New Delhi: Industry leaders and technology experts on Friday praised the India AI Impact Summit 2026, describing artificial intelligence (AI) as more than a technological upgrade — calling it a transformational infrastructure shift that will redefine national power and global competitiveness.

The summit, held at Bharat Mandapam, brought together policymakers, global tech firms, researchers and startups, positioning India as a major voice in shaping the global AI agenda.


AI as Infrastructure, Not Just Innovation

Savi Soin, Senior Vice President and President of Qualcomm India, said India’s AI future will depend not only on advanced models but on how effectively intelligence is delivered across industries and public systems at scale.

“Our collaboration with Sarvam reflects Qualcomm Technologies’ long-term commitment to enabling AI for India, combining edge computing, hybrid AI architectures and sovereign design principles so that AI is accessible, secure and impactful,” he said.


High-Performance Compute Key to India’s AI Ambition

Sunil Gupta, Co-Founder, MD and CEO of Yotta Data Services, stressed that India’s AI ambitions require sustained high-performance computing infrastructure.

He highlighted the integration of advanced Blackwell Ultra infrastructure, open models like NVIDIA Nemotron and the broader NVIDIA AI stack to enable Indian developers to build sovereign and globally competitive AI applications.

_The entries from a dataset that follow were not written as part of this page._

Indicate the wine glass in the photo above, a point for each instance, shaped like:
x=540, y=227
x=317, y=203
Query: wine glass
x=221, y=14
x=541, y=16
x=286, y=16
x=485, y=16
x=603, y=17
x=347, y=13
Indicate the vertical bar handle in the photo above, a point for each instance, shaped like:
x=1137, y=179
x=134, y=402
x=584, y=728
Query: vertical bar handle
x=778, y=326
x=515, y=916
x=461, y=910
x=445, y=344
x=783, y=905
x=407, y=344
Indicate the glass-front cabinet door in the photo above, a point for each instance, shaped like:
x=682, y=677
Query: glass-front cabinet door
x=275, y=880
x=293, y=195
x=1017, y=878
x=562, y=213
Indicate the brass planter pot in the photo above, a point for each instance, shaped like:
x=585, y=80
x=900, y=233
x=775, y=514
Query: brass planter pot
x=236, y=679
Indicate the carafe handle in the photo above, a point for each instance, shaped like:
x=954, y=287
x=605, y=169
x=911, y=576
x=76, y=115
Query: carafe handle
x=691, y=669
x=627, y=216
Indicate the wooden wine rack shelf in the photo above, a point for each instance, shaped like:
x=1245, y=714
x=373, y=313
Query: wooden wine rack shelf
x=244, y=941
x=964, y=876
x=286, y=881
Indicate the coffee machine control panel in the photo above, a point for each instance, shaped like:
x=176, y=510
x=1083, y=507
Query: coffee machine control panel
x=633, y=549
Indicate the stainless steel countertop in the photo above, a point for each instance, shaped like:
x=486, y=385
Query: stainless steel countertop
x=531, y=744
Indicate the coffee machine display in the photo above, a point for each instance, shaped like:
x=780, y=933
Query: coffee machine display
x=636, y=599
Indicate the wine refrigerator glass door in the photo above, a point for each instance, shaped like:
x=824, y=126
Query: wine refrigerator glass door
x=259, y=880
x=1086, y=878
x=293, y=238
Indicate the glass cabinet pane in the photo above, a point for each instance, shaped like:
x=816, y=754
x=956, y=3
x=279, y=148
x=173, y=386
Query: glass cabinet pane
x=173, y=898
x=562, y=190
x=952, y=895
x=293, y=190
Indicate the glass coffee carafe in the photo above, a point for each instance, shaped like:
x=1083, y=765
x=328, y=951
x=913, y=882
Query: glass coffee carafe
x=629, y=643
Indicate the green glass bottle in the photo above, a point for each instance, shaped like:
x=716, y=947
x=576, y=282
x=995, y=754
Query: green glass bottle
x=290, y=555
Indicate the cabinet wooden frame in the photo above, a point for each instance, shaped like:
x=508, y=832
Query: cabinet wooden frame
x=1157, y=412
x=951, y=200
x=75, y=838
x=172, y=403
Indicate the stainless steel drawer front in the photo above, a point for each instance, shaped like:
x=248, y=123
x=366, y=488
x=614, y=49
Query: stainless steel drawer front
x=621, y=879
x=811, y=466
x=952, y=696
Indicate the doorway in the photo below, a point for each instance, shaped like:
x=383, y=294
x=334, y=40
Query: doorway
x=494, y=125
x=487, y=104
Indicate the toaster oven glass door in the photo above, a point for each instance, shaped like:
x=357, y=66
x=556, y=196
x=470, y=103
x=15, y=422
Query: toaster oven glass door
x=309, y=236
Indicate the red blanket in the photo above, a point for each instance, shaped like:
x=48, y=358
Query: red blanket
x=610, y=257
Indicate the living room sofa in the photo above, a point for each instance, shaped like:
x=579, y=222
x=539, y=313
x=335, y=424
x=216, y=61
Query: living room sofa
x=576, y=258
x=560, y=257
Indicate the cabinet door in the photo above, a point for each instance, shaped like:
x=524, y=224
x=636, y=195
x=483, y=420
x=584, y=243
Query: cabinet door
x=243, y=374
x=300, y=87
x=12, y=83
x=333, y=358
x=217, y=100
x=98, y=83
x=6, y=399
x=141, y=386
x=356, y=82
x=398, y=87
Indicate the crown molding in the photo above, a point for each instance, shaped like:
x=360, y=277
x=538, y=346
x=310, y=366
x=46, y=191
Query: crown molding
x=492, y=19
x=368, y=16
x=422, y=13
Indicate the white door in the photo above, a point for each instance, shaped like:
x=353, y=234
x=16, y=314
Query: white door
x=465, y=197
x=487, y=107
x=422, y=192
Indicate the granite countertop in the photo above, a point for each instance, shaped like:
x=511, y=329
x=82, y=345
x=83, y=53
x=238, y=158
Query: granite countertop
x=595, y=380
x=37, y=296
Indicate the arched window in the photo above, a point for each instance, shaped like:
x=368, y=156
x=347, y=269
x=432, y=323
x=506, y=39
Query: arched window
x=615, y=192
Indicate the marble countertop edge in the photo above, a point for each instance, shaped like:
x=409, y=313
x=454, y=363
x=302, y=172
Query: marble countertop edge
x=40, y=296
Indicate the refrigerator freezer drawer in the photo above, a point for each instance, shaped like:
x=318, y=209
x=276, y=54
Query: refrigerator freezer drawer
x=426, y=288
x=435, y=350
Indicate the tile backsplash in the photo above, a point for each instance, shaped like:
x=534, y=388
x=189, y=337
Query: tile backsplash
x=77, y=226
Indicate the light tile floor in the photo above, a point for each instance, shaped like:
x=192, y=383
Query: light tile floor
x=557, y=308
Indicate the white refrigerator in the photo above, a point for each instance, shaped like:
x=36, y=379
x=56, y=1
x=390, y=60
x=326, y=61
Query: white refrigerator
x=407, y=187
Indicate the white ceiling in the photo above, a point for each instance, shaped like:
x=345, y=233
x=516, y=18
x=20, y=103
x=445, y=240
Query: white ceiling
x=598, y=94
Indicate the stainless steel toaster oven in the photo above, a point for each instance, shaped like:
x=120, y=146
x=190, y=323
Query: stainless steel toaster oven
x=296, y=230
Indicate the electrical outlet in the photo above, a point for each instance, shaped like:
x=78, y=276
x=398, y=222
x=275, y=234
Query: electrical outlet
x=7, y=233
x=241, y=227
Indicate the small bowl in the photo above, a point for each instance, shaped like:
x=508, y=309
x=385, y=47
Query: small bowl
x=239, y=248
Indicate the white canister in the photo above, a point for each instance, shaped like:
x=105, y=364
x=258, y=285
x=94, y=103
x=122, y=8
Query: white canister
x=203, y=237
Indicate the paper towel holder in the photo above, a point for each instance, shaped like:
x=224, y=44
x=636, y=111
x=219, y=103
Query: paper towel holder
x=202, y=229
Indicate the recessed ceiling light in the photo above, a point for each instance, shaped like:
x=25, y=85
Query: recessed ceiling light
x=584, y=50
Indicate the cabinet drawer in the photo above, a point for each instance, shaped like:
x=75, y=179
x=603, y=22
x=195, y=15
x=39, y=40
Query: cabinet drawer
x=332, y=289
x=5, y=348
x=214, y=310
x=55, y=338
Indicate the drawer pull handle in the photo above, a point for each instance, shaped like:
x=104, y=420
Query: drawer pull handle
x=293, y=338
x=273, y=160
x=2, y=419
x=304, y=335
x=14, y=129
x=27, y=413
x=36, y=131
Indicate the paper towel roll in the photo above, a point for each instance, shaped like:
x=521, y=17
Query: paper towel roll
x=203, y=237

AI Sovereignty and Strategic Dependency Concerns

Experts warned that in a post-AI world, digital dependency could pose systemic risks if nations rely on AI systems they do not control.

Chocko Valliappa, Founder and Managing Director of Vee Technologies, cautioned that reliance on external AI systems across defence, finance and public infrastructure could create structural vulnerabilities.

“Strategic addiction is subtle, but its consequences are structural,” he said, calling for AI guardrails, liability frameworks and sector-wise displacement mapping to manage workforce transitions.


Need for Workforce Development and Reskilling

Industry leaders emphasised the urgent need for district-level workforce development boards, bringing together industry, academia and civil society to prepare for AI-driven job displacement.

Experts called for a five-year skilling and transition roadmap to ensure employment markets remain resilient in the face of automation and AI adoption.


AI as National Strategy

Participants at the summit agreed that AI is no longer just an innovation driver but a strategic national priority. With a large pool of global AI researchers, founders, chip designers and safety experts of Indian origin, the country is seen as well-positioned to lead.

“AI is not just innovation. It is a national strategy. The countries that think about sovereignty, jobs and energy will shape the next century,” experts noted.


India’s Growing Global AI Influence

The India AI Impact Summit 2026 has drawn wide international participation, reinforcing India’s role in shaping ethical, secure and sovereign AI systems.

As global competition intensifies in artificial intelligence, industry leaders stressed that infrastructure, computing power, policy frameworks and workforce readiness will determine which nations emerge as AI superpowers in the decades ahead.